Rao’s smile, now, was not grim at all. Quite gay, in fact.

“I know the mind of Belisarius, Ramchandra. That man will never do the obvious. Remember how he rescued Shakuntala! In fact—” Rao looked down at the message scroll, still in his hand. “I wonder . . .” he mused.

He rolled up the scroll and slapped it back into the case. The motion had a finality to it.

“We will know soon enough.” His smile, now, was a veritable grin. “Expect to be surprised, comrades. When you deal with Belisarius, that is the one thing you can be sure of. The only thing.”

With a single lithe movement, Rao came to his feet. He strode to the nearest battlement and stood for a moment gazing across the Great Country. The stone wall of the hillfort rose directly from an almost perpendicular cliff over a hundred yards in height. The view was magnificent.

His two lieutenants joined him. They were both struck by the serenity in the Panther’s face.

“We will see the Empress, soon enough,” he murmured. “She will arrive, comrades—be sure of it. From the most unexpected direction, and in the most unexpected way.”

That same day—that same hour—the young officer in command of a guardpost just south of Pataliputra found himself in a quandary.

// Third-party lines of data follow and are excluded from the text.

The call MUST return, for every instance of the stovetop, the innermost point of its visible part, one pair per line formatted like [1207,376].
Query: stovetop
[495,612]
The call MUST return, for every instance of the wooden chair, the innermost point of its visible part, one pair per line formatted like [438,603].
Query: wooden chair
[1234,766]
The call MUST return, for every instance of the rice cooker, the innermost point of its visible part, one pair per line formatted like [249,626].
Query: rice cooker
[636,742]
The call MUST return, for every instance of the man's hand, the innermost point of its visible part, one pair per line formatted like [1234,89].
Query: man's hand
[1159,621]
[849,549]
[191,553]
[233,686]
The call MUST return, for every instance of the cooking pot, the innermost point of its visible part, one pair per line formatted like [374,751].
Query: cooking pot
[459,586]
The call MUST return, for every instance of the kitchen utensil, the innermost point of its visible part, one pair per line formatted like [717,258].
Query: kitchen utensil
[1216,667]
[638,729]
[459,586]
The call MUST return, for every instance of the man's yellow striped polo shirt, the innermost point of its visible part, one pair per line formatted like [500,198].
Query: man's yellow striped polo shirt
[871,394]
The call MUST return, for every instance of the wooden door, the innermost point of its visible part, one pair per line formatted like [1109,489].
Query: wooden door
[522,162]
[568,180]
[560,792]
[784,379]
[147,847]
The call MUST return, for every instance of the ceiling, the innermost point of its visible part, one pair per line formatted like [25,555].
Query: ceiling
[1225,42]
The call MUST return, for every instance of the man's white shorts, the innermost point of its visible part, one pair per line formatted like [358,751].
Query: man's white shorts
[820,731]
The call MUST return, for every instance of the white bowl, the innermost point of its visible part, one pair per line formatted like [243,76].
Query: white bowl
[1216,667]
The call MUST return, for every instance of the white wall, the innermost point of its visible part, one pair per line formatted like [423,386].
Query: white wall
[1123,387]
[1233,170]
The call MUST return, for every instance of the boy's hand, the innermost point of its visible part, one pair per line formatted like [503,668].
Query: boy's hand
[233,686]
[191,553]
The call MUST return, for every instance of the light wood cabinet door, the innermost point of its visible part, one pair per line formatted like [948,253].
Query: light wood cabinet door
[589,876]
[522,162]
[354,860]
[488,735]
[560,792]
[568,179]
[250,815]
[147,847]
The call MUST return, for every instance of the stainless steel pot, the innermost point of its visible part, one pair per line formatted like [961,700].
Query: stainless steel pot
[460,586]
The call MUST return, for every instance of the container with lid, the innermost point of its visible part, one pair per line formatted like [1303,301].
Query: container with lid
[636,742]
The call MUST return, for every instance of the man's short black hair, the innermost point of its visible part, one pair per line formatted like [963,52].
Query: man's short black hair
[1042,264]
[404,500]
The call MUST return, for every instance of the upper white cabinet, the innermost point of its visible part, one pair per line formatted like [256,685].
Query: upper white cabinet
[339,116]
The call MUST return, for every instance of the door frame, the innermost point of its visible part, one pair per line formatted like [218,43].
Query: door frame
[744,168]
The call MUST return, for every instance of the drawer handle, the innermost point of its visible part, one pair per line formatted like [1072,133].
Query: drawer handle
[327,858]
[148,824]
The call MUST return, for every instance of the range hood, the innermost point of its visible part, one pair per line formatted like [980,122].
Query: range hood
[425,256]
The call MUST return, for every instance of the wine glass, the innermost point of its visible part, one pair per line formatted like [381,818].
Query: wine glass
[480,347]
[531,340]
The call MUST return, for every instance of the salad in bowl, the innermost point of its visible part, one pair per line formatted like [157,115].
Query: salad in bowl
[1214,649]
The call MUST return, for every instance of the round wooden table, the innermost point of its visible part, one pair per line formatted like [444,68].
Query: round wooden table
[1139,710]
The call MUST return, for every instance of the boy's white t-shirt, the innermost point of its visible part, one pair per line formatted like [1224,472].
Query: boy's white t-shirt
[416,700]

On the one hand, the party seeking passage through his post lacked the proper documentation. This lack weighed the heavier in the officer’s mind for the fact that he was of brahmin ancestry, with all the veneration which that priest/scholar class had for the written word. Brahmin ancestry was uncommon for a military officer. Such men were normally kshatriya. He had chosen that career due to his ambition. He was not Malwa, but Bihari. As a member of a subject nation, he could expect to rise higher in the military than in the more status-conscious civilian hierarchy.

Still, he retained the instincts of a pettifogging bureau­crat, and the simple fact was that these people had no documents. Scandalous.

On the other hand—

The nobleman was obviously of very high caste. Not Malwa, no—some western nation. But no low-ranking officer is eager to offend a high-caste dignitary of the Empire, Malwa or otherwise.